Completion Point Under the HIPC Initiative
In spite of the political crisis, and the exogenous shocks that have affected Madagascar since the decision point, the authorities have maintained their commitment to the reform process, and have implemented with determination the measures and policies envisaged under the program of adjustment. As a result good progress has been achieved towards macroeconomic stability, and in the implementation of a wide range of structural reforms. The growth rate has strengthened, and progress is being made to improve the quality of life. Madagascar has also broadly met the completion point triggers, prepared a full participatory PRSP in July 2003, and released the Fist Annual Progress Report on the implementation of the PRSP. Moreover, budgetary savings from interim debt service relief have been used in line with the criteria set forth at the decision point, and have been used to support improved service delivery in primary education, health, and rural infrastructure. The government with donor assistance has also improved its ability to use public resources effectively, through enhancement of the poverty reducing expenditure tracking mechanisms, and in the monitoring system, as well as improving governance.

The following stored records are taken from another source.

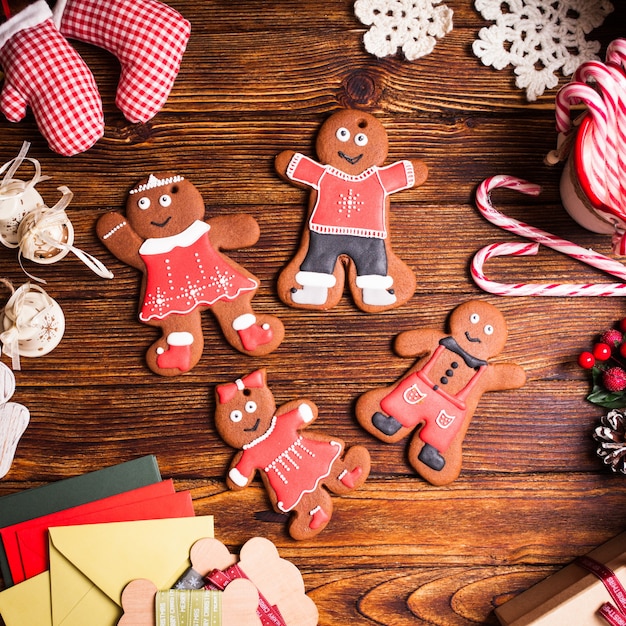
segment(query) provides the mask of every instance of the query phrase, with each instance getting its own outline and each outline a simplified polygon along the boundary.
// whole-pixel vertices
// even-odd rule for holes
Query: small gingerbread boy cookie
[[[415,275],[392,251],[389,196],[421,185],[419,160],[384,166],[388,138],[372,115],[344,109],[321,126],[319,161],[281,152],[276,171],[311,189],[307,228],[295,257],[281,272],[278,295],[287,305],[325,310],[335,306],[347,280],[354,302],[368,313],[400,306],[415,291]]]
[[[130,190],[126,216],[111,212],[98,220],[102,243],[143,272],[139,319],[162,333],[146,360],[162,376],[187,372],[200,360],[207,308],[226,341],[244,354],[269,354],[284,337],[279,319],[252,310],[258,279],[222,252],[254,245],[256,220],[244,214],[203,218],[200,192],[168,173],[150,175]]]
[[[513,363],[489,362],[507,339],[506,321],[493,305],[471,300],[450,316],[450,334],[434,329],[400,333],[400,356],[420,357],[399,382],[364,393],[356,418],[387,443],[407,437],[409,463],[433,485],[454,481],[461,472],[462,444],[483,393],[517,389],[526,382]]]
[[[360,487],[370,471],[366,448],[346,448],[337,438],[301,431],[317,418],[317,407],[294,400],[278,409],[267,387],[265,370],[257,370],[216,389],[215,426],[239,452],[227,484],[243,489],[257,470],[274,509],[292,513],[289,534],[309,539],[330,521],[329,492],[342,495]]]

As regards debt sustainability, the revised calculations, after taking into consideration full implementation of traditional debt relief mechanisms, show a slight increase of the NPV of debt from the calculations made at the decision point. However, additional debt relief received from bilateral creditors, has enabled the NPV of debt-to-exports ratio to be brought to 137 percent. While we are appreciative to the creditors who have provided the additional relief, we note that had this not been the case, the debt ratio would have been much higher than the HIPC threshold. We are, therefore, of the view that, under the principle of equal treatment for all creditors, Madagascar should have been provided with additional debt relief. In view of the vulnerabilities to exogenous shocks and the difficult financial position of the country, we hope that other creditors will follow the example of those that have already provided additional relief, so that Madagascar can quickly reach a fully sustainable external position, that enables the country to allocate resources to poverty reduction and economic development that can enable the country to reach the MDGs.
In conclusion, in view of the fact that Madagascar has satisfied broadly the conditions for reaching the completion point, the assurances received from creditors, the progress achieved under the program, and the strong commitment of the authorities to pursue the adjustments process, I would appreciate Directors’ support for the proposed decisions.